The naming of the nodes does actually only matter for the leaves. The most important property is the weight. So it doesn’t really matter that the root node is undecipherable but you may notice that its weight of 26 is exactly the number of letters in our example sentence. This should be no surprise as we added up the occurrences of the letters when we went our way up the tree.

### Using the Huffman tree to derive a minimal code

Now that we got the tree it’s easy to derive a binary encoding for each character. We’ll just start at the root node and whenever we go down to the left we add a 0 and whenever we go right we add a 1. When finally a leaf is reached we got its code as a sequence of 0′s and 1′s.
The following final tree with annotated bits shows the result of our efforts:
(Click the image for a larger version)

As you can see quite a few letters do now have a 5-bit sequence making them longer than our pre-Huffman attempts with 4 bits per character! However, those long codes are only used for letters that occur least often and the letters that make up most of the example sentence are shorter: the space or “_” only uses 2 bits!

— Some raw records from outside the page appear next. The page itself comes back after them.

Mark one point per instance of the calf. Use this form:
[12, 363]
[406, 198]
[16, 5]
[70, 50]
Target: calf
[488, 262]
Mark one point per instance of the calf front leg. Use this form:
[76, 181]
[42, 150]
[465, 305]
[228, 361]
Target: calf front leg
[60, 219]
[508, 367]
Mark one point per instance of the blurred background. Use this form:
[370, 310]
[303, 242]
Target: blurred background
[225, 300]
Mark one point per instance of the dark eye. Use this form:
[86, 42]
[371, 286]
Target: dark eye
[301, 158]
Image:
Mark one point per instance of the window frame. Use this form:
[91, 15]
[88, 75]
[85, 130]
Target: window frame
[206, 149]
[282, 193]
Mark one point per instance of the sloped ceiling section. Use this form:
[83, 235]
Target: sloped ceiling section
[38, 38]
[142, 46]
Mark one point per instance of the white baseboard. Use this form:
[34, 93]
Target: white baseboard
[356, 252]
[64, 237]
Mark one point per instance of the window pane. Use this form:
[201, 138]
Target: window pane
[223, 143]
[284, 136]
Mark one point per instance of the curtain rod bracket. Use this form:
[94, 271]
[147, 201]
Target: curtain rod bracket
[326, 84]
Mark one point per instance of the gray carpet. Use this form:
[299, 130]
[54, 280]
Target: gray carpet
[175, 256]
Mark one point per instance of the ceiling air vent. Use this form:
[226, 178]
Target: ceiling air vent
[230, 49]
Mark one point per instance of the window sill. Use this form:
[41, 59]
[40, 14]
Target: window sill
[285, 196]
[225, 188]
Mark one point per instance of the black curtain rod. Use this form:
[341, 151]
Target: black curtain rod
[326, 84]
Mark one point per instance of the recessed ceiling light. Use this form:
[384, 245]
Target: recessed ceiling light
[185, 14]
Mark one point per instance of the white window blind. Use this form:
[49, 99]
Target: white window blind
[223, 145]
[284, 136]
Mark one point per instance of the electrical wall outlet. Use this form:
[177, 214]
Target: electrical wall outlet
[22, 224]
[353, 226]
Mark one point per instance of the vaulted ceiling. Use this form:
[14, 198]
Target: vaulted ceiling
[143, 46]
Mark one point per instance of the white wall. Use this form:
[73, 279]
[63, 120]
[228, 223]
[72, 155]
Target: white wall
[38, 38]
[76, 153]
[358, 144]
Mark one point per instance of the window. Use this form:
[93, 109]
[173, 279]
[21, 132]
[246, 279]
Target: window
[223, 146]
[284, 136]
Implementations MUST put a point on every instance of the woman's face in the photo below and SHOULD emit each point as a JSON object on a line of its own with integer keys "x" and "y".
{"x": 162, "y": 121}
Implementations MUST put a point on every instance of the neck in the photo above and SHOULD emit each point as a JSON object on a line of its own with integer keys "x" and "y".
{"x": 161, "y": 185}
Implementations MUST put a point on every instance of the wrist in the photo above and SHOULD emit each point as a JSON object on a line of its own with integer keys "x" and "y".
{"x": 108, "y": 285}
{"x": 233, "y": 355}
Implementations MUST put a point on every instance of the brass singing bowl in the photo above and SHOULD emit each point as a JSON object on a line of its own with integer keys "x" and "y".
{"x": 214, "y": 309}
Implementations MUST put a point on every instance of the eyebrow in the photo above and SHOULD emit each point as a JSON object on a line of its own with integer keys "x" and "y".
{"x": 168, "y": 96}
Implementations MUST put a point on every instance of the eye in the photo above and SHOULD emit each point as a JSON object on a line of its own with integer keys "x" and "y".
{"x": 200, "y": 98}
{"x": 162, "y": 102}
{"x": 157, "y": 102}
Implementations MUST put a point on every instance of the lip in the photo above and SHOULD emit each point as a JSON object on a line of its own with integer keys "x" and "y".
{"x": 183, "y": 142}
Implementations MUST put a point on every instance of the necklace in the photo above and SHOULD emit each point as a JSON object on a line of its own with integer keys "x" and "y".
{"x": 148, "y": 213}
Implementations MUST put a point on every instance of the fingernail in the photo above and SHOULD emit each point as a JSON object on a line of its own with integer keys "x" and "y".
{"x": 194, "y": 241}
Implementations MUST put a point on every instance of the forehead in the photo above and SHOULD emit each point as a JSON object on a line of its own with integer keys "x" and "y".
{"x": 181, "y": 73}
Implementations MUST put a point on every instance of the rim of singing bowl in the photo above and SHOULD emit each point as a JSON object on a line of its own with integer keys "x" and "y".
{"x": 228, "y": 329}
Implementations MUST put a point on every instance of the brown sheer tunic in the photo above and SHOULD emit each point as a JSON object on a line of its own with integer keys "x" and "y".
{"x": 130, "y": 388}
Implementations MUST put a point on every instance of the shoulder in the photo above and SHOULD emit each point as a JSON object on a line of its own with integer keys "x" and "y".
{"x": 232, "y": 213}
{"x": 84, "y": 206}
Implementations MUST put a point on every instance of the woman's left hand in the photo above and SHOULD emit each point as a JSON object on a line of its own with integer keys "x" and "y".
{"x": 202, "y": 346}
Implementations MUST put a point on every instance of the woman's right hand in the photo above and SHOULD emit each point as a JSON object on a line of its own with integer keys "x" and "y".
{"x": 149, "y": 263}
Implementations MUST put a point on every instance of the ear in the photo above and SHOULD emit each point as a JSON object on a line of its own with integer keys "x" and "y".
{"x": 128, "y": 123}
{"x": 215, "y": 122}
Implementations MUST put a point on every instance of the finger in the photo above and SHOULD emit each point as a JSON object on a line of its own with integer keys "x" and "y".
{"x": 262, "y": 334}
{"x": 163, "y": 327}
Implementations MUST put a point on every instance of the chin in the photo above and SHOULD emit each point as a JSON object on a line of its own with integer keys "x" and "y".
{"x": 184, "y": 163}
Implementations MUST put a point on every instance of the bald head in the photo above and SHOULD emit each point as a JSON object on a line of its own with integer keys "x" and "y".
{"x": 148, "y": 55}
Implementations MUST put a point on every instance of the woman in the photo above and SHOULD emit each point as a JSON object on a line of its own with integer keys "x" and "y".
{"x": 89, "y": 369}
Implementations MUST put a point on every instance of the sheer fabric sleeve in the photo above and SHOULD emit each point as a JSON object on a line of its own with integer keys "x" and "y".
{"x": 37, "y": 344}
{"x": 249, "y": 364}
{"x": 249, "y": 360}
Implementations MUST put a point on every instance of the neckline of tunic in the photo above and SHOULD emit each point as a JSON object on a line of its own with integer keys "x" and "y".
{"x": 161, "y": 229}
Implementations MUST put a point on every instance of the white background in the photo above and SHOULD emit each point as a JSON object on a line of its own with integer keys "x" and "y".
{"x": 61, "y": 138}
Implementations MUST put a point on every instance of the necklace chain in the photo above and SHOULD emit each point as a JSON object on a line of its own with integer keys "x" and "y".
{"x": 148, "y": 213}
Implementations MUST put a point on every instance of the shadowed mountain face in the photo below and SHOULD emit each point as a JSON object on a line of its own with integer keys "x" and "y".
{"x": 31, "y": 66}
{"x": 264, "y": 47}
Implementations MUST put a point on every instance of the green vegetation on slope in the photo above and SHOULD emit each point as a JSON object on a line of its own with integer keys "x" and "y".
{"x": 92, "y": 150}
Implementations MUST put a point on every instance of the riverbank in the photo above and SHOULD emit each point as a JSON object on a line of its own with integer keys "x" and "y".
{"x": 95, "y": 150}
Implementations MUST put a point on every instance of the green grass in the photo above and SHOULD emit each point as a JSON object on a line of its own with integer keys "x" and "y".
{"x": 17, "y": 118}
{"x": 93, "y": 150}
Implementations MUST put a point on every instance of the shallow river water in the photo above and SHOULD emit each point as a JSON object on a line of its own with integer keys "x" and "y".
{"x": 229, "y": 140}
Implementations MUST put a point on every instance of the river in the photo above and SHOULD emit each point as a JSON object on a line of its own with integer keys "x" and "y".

In terms of the total encoded length we now get the following result:
The 8 5-bit codes occur only once each giving us a total of 40 bits. Of the 4-bit codes only the one for “w” occurs once, the three others occur twice each giving us another $4 + 3\cdot2\cdot4 = 28$bits bringing the sum up to 68 bits. The two 3-bit codes occur 3 times each adding another 18 bits for a running total of 86. The space-character with its 2-bit code occurs 5 times, adding 10 bits for a final result of 96 bits. This is another improvement compared to the 104 bits we needed before! Saving those additional 8 bits might not sound like being worth the effort but for longer texts (or better examples) the savings add up!

### The pros and the cons of Huffman coding

Huffman coding is one of the most simple compressing encoding schemes and can be implemented easily and efficiently. It also has the advantage of not being patented like other methods (e.g. arithmetic coding for example) which however are superior to Huffman coding in terms of resulting code length.

One thing not mentioned so far shall not be kept secret however: to decode our 96 bit of “brief wit” the potential receiver of the bit sequence does need the codes for all letters! In fact he doesn’t even know which letters are encoded at all! Adding this information, which is also called the “Huffman table” might use up more space than the original uncompressed sentence!
However: for longer texts the savings outweigh the added Huffman table length. One can also agree on a Huffman table to use that isn’t optimized for the exact text to be transmitted but is good in general. In the English language for example the letters “e” and “t” occur most often while “q” and “z” make up the least part of an average text and one can agree on one Huffman table to use that on average produces a good (=short) result. Once agreed upon it doesn’t have to be transmitted with every encoded text again.

One last thing to remember is that Huffman coding is not restricted to letters and text: it can be used for just any symbols, numbers or “abstract things” that can be assigned a bit sequence to. As such Huffman coding plays an important role in other compression algorithms like JPG compression for photos and MP3 for audio files.